Une réforme de l’assurance chômage «prioritaire»

La position d'Elisabeth Borne s'explique sans doute, en partie du moins, par le fait que c'est elle, et pas Bruno Le Maire, qui doit rouvrir et mener les futures discussions avec Philippe Martinez et ses homologues sur le sujet. Mais en attendant que cette réforme au destin plus qu'incertain leur apporte des bénéfices tout aussi incertains, les fameux «travailleurs de la deuxième ligne» doivent donc prendre leur mal en patience : sans augmentation significative du smic, salaire qu'ils sont nombreux à percevoir, ils font pour le moment l'objet d'une «mission» qui doit identifier «les métiers et les branches pour lesquels des négociations seront conduites lors de l'année 2021», selon le ministère du Travail.

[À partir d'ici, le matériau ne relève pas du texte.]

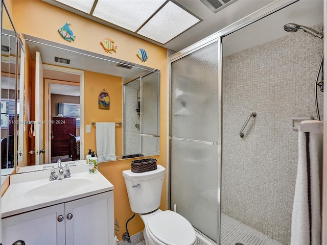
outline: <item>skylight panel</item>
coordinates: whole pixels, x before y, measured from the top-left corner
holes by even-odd
[[[200,21],[169,2],[137,33],[165,44]]]
[[[95,0],[56,0],[57,2],[89,14]]]
[[[93,16],[135,32],[166,0],[98,0]]]

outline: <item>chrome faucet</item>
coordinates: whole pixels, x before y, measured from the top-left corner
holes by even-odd
[[[76,164],[75,162],[65,163],[65,166],[66,167],[66,168],[64,171],[63,168],[62,168],[62,166],[61,165],[61,160],[59,159],[57,161],[57,168],[59,169],[58,175],[56,173],[54,165],[52,165],[50,166],[43,166],[43,170],[47,170],[50,168],[51,169],[51,173],[50,173],[50,177],[49,177],[50,180],[62,180],[63,179],[69,178],[72,176],[72,175],[71,174],[71,170],[69,170],[69,168],[68,166],[76,166]]]

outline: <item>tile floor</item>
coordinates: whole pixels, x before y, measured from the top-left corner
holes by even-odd
[[[283,245],[266,235],[224,213],[222,213],[221,215],[221,245],[236,245],[238,242],[241,244],[237,245]],[[143,237],[143,232],[138,233],[138,237],[137,243],[134,243],[132,242],[131,244],[145,245],[145,241]],[[215,243],[197,233],[196,244],[197,245],[214,245]],[[123,243],[121,244],[120,243],[120,245],[125,244]]]
[[[267,235],[221,213],[221,245],[283,245]],[[239,244],[241,245],[241,244]]]

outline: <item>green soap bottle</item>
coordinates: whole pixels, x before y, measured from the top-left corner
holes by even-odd
[[[88,149],[87,151],[88,151],[88,153],[85,156],[85,159],[86,159],[86,164],[88,164],[88,159],[92,156],[92,152],[91,152],[92,150]]]
[[[94,152],[92,152],[91,157],[88,159],[88,173],[96,174],[98,173],[98,158]]]

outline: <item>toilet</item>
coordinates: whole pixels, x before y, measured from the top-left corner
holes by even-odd
[[[190,222],[176,212],[159,209],[165,171],[159,164],[147,172],[123,171],[131,209],[144,223],[146,245],[194,245],[196,236]]]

Plus inattendu : voilà que la réforme de l'assurance chômage bénéficierait elle aussi aux précaires qui morflent depuis le début de la crise, selon Elisabeth Borne. Reporté jusqu'à avril 2021, le texte doit faire l'objet de nouvelles discussions avec les organisations syndicales et patronales dans la deuxième quinzaine du mois de janvier, a annoncé la ministre du Travail, se montrant ouverte à des modifications substantielles. En attendant, «je pense que c'est prioritaire de mener à bien cette réforme», a-t-elle dit, expliquant que son «objectif, c'est de lutter contre la précarité, notamment du fait d'un recours excessif aux contrats courts». Tel est en effet le sens du système de bonus-malus élaboré pour taxer les entreprises abusant des CDD, que le patronat conteste. Mais alors, si cette réforme est si bonne, pourquoi donc a-t-elle été suspendue jusqu'au mois d'avril, et pourquoi donc doit-elle faire l'objet de nouvelles discussions ? Peut-être parce que ce système de bonus-malus, qui pourrait d'ailleurs n'avoir aucun impact sur les comptes des entreprises avant 2023, n'est pas l'aspect le plus central du texte, contrairement a ce qu'a pu laisser entendre la ministre du Travail ce mardi.

«Atteinte au principe d’égalité»

De fait, lors de la présentation de la réforme durant l'été 2019, l'esprit affiché de la réforme était tout autre. S'appuyant sur une conjoncture économique bien différente, la ministre du Travail, Muriel Pénicaud, expliquait à l'époque que «quand le marché est dynamique, il faut retourner à l'emploi». Elle promouvait alors un nouveau mode de calcul de l'indemnisation qui allait frapper directement au portefeuille les fameux précaires dont le gouvernement prétend aujourd'hui se préoccuper, ceux qui alternent les contrats courts et les périodes d'inactivité. Ce qu'ont toujours dénoncé l'ensemble des syndicats, et que le gouvernement lui-même a semblé admettre en annonçant dès le mois de mars un report de cette mesure, justifié par la nouvelle donne économique.

Pourtant, ce mardi, Elisabeth Borne a expliqué que la réforme vise à établir «plus d'équité, parce qu'aujourd'hui, [selon que] vous êtes un salarié qui travaille un jour sur deux à temps plein, ou [un salarié] qui travaille tous les jours à mi-temps, vous n'avez pas du tout la même allocation chômage». Une analyse que ne partage visiblement pas le Conseil d'Etat : en novembre, il a déclaré illégal le nouveau mode de calcul de l'indemnisation, en estimant justement… qu'il pouvait porter «atteinte au principe d'égalité». Ce qui oblige le gouvernement à retravailler son texte. Malheureusement, ce mardi matin, les auditeurs de France Info n'ont rien su de ce contretemps juridique qui ébrèche la posture sociale affichée par la ministre du Travail.